When Frank came in, the doctor hardly did know him. His hair was darker than it had been, and so was his complexion; but his chief disguise was in a long silken beard, which hung down over his cravat. The doctor had hitherto not been much in favour of long beards, but he could not deny that Frank looked very well with the appendage.

‘Oh, doctor, I am so delighted to find you here,' said he, coming up to him; ‘so very, very glad': and, taking the doctor's arm, he led him away into a window, where they were alone. ‘And how is Mary?' said he, almost in a whisper. ‘Oh, I wish she were here! But, doctor, it shall all come in time. But tell me, doctor, there is no news about her, is there?'

‘News – what news?'

‘Oh, well; no news is good news: you will give her my love, won't you?'

The doctor said that he would. What else could he say? It appeared quite clear to him that some of Mary's fears were groundless.

Frank was again very much altered. It has been said, that though he was a boy at twenty-one, he was a man at twenty-two. But now, at twenty-three, he appeared to be almost a man of the world. His manners were easy, his voice under his control, and words were at his command: he was no longer either shy or noisy; but, perhaps, was open to the charge of seeming, at least, to be too conscious of his own merits. He was, indeed, very handsome; tall, manly, and powerfully built, his form was such as women's eyes have ever loved to look upon. ‘Ah, if he would but marry money!' said Lady Arabella to herself, taken up by a mother's natural admiration for her son. His sisters clung round him before dinner, all talking to him at once. How proud a family of girls are of one big, tall, burly brother!

‘You don't mean to tell me, Frank, that you are going to eat soup with that beard?' said the squire, when they were seated round the table. He had not ceased to rally his son as to this patriarchal adornment; but, nevertheless, anyone could have seen, with half an eye, that he was as proud of it as were the others.

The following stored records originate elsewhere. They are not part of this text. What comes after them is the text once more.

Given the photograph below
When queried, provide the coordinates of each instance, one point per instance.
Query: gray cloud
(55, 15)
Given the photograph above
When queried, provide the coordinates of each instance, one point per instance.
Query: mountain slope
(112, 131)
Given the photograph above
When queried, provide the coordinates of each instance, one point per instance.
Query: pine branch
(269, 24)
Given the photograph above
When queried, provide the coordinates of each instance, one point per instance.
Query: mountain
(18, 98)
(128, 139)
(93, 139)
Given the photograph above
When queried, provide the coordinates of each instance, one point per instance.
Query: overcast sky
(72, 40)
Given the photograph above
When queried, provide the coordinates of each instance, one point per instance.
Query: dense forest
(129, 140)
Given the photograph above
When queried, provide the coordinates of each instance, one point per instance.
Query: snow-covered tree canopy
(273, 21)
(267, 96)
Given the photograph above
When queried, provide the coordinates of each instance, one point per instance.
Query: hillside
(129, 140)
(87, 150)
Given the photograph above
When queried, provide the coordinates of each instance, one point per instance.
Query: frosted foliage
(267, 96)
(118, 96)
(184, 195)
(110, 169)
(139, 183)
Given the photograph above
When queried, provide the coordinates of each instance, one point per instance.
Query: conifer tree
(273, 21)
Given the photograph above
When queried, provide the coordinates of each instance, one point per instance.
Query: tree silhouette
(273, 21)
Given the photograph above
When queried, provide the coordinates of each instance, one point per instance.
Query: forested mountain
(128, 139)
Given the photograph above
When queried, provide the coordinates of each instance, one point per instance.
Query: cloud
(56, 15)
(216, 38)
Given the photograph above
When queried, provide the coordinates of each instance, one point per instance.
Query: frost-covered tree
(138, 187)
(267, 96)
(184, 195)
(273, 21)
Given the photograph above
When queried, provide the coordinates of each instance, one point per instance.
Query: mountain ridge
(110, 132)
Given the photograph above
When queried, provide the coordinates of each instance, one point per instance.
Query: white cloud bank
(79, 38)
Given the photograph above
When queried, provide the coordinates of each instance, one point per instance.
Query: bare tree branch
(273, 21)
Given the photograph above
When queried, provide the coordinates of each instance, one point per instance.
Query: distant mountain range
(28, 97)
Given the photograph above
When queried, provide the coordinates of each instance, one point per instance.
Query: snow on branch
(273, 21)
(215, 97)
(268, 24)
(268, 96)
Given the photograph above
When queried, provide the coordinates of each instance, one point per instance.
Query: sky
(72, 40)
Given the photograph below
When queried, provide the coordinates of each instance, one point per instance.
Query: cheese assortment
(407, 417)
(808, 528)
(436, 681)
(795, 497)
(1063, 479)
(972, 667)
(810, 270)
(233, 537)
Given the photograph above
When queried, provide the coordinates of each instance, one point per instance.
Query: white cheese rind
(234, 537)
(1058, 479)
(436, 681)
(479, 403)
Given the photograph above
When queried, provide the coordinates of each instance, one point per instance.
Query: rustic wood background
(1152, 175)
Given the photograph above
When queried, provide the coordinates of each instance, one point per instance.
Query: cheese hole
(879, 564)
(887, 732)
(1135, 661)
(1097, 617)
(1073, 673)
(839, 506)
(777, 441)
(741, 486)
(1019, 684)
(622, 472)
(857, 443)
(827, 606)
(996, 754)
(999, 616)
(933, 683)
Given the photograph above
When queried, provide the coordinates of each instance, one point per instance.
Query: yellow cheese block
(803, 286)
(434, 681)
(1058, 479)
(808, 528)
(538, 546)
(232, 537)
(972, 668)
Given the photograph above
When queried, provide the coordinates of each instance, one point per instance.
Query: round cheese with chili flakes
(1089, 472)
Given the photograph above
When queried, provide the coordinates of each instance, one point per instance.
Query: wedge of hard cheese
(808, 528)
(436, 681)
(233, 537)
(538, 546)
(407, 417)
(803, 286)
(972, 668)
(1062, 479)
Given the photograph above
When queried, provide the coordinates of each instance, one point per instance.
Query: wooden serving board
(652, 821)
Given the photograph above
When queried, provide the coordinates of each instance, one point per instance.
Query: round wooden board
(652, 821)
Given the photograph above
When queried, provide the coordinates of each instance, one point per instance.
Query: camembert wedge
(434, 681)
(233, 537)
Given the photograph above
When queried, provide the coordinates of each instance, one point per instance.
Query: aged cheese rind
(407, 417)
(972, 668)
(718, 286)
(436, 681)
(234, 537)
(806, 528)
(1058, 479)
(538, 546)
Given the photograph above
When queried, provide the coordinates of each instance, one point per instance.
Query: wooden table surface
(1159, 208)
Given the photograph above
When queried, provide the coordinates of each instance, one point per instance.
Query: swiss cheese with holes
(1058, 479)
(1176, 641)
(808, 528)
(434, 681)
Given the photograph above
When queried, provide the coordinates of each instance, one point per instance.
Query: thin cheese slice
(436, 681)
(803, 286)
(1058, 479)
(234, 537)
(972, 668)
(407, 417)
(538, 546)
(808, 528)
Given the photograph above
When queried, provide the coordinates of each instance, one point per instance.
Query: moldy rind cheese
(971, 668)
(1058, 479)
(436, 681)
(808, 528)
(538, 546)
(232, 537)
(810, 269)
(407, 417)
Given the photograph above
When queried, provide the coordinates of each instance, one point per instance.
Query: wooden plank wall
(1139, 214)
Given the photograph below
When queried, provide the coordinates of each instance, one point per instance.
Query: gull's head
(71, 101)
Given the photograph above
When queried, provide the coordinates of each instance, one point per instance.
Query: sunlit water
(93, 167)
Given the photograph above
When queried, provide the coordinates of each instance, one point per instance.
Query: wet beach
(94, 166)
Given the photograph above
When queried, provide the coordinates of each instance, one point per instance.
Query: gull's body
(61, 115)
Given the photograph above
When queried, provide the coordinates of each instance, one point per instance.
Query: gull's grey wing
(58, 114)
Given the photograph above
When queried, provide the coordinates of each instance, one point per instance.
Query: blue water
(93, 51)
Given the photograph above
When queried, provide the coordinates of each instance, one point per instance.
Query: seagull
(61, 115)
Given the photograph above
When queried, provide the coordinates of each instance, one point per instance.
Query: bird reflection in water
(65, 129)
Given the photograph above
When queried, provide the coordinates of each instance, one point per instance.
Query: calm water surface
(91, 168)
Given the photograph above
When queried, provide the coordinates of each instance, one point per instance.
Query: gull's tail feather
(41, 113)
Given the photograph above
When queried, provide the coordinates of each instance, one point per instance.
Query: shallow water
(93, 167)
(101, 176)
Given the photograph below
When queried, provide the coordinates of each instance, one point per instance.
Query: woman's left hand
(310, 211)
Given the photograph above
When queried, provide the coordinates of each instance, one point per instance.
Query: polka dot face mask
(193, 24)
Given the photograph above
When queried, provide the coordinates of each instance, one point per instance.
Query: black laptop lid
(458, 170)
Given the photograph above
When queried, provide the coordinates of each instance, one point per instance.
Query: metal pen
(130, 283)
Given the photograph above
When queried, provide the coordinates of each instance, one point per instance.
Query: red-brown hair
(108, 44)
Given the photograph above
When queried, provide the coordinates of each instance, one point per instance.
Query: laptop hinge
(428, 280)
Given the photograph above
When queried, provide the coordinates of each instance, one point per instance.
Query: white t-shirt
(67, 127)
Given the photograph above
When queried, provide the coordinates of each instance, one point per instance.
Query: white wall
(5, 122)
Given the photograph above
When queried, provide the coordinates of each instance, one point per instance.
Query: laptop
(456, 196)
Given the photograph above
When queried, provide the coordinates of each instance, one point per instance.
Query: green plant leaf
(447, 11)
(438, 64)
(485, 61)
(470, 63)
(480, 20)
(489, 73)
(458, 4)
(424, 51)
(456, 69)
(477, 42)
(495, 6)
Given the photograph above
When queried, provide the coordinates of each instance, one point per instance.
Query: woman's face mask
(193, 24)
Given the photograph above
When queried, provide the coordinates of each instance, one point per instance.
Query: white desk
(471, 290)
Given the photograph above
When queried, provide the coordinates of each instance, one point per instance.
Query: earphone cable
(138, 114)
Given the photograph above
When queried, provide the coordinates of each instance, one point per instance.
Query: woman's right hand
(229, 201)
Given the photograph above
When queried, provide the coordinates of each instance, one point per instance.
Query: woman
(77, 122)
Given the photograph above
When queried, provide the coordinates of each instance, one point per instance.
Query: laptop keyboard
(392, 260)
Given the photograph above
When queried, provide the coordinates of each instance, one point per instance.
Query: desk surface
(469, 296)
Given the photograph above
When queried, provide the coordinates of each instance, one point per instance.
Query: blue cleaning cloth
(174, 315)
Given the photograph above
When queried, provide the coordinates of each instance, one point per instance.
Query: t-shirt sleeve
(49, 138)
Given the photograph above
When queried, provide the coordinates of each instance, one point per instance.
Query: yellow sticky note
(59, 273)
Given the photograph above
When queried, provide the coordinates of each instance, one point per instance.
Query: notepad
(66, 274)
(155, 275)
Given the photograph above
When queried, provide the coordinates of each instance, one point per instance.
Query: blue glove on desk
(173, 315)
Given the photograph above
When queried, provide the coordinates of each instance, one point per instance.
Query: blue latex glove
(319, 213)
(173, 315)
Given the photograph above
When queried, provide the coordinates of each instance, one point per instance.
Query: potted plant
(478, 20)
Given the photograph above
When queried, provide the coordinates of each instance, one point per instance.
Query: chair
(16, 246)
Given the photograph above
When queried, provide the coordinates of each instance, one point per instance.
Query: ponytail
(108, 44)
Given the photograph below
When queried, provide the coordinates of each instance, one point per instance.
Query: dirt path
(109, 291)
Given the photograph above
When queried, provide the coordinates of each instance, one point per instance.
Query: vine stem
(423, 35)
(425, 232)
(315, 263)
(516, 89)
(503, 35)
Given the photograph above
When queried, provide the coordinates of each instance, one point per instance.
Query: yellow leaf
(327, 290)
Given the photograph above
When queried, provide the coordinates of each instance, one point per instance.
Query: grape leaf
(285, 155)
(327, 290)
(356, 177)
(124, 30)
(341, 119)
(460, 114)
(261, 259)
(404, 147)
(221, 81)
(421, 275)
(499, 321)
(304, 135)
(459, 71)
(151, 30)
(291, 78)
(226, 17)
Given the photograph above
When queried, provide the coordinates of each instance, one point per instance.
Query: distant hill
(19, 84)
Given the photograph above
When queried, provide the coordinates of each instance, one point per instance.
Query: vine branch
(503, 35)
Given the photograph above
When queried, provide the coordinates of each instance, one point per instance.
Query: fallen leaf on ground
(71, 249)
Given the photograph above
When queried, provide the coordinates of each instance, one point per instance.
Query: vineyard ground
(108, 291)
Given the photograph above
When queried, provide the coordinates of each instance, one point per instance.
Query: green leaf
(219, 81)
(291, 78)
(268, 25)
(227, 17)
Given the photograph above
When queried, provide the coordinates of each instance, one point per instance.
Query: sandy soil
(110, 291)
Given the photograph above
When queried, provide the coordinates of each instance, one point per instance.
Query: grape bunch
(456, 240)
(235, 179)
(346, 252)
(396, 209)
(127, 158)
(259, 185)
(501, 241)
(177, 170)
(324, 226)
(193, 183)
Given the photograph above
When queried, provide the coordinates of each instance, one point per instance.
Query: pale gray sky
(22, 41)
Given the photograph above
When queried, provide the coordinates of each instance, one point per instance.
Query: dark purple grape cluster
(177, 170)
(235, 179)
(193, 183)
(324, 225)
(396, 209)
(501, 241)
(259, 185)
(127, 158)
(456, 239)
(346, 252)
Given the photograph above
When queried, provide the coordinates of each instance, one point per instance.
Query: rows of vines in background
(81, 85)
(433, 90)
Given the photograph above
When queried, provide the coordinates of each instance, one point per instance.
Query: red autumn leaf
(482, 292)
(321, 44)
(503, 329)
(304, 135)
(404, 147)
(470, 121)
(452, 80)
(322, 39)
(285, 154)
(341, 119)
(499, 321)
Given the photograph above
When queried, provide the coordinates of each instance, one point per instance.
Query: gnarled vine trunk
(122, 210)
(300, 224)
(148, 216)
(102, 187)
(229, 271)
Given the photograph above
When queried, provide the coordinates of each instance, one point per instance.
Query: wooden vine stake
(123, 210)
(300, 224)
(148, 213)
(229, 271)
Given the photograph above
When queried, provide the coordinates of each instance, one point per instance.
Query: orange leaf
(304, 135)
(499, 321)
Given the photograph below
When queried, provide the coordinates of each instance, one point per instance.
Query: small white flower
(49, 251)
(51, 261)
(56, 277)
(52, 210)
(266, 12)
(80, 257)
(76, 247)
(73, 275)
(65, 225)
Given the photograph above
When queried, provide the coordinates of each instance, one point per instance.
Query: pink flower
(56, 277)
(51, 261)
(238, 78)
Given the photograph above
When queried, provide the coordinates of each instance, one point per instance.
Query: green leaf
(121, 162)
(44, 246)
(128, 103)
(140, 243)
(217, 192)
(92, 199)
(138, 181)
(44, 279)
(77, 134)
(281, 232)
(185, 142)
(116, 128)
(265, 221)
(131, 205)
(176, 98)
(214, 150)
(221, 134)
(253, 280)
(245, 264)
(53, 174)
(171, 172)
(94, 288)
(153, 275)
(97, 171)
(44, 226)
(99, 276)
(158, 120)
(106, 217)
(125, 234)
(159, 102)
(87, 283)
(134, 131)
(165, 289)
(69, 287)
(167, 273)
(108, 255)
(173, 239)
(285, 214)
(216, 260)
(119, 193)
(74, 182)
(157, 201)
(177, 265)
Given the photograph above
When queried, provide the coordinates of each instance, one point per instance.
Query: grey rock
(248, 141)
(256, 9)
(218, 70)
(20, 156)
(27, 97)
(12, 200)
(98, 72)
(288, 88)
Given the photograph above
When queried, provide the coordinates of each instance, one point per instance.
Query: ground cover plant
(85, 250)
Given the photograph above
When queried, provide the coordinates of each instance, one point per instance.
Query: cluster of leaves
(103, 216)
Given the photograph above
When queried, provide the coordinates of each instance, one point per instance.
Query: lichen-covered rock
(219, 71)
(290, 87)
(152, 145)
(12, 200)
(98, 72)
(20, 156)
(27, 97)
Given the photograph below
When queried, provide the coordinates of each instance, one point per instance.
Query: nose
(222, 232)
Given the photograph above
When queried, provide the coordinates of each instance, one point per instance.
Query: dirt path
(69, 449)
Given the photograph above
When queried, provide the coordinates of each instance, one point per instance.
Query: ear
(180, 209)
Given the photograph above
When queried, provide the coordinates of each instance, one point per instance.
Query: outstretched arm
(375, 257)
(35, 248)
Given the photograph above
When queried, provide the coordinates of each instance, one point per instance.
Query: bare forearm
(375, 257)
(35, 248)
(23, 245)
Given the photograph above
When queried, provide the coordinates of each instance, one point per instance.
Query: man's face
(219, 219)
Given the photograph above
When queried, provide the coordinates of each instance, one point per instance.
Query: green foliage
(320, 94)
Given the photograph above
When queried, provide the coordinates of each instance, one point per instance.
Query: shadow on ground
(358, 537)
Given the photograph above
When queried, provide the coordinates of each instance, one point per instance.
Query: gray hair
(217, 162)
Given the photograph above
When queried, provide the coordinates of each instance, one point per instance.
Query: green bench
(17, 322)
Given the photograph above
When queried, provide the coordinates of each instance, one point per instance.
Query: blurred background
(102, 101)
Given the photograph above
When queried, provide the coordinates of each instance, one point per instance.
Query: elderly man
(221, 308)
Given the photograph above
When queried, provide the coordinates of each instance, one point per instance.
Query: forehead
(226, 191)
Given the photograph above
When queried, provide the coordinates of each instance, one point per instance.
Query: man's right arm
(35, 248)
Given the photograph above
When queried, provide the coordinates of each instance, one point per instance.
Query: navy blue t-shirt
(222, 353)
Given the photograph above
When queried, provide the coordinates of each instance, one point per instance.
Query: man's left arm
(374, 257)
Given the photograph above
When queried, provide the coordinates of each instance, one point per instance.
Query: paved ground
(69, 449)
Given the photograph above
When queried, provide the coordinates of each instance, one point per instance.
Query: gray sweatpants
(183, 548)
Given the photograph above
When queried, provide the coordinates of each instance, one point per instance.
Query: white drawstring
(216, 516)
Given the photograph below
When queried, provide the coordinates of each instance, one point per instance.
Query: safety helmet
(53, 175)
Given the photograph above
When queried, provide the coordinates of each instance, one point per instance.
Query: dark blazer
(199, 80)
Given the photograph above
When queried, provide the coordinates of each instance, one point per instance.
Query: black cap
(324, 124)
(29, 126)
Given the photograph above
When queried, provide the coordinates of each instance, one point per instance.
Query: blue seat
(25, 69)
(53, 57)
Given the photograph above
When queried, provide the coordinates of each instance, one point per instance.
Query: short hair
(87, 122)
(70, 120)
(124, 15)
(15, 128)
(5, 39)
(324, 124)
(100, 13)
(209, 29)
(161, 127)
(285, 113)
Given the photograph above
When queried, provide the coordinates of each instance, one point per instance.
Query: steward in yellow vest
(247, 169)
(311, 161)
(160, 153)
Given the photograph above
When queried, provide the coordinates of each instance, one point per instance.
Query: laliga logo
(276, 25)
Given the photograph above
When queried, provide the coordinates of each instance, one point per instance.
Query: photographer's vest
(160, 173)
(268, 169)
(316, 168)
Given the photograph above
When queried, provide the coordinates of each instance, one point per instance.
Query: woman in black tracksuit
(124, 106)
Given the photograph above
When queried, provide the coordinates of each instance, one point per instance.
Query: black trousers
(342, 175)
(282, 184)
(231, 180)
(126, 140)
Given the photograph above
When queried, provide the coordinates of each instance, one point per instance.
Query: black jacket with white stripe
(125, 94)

‘Don't I, sir? All I require is a relay of napkins for every course': and he went to work, covering it with every spoonful, as men with beards always do.

‘Well, if you like it!' said the squire, shrugging his shoulders.

‘But I do like it,' said Frank.

‘Oh, papa, you wouldn't have him cut it off,' said one of the twins. ‘It is so handsome.'

‘I should like to work it into a chair-back instead of floss-silk,' said the other twin.

‘Thank'ee, Sophy; I'll remember you for that.'

‘Doesn't it look nice, and grand, and patriarchal?' said Beatrice, turning to her neighbour.

‘Patriarchal, certainly,' said Mr Oriel. ‘I should grow one myself if I had not the fear of the archbishop before my eyes.'

What was next said to him was in a whisper, audible only to himself.

‘Doctor, did you know Wildman, of the 9th? He was left as surgeon at Scutari
1
for two years. Why, my beard to his is only a little down.'

‘A little way down, you mean,' said Mr Gazebee.

‘Yes,' said Frank, resolutely set against laughing at Mr Gazebee's pun. ‘Why, his beard descends to his ankles, and he is obliged to tie it in a bag at night, because his feet get entangled in it when he is asleep!'

‘Oh, Frank!' said one of the girls.

This was all very well for the squire, and Lady Arabella, and the girls. They were all delighted to praise Frank, and talk about him. Neither did it come amiss to Mr Oriel and the doctor, who had both a personal interest in the young hero. But Sir Louis did not like it at all. He was the only baronet in the room, and yet nobody took any notice of him. He was seated in the post of honour, next to Lady Arabella; but even Lady Arabella seemed to think more of her own son than of him. Seeing how he was illused, he meditated revenge; but not the less did it behove him to make some effort to attract attention.

‘Was your ladyship long in London, this season?' said he.

Lady Arabella had not been in London at all this year, and it was a sore subject with her. ‘No,' said she, very graciously; ‘circumstances have kept us at home.'

Sir Louis only understood one description of ‘circumstances'. Circumstances, in his idea, meant the want of money, and he immediately took Lady Arabella's speech as a confession of poverty.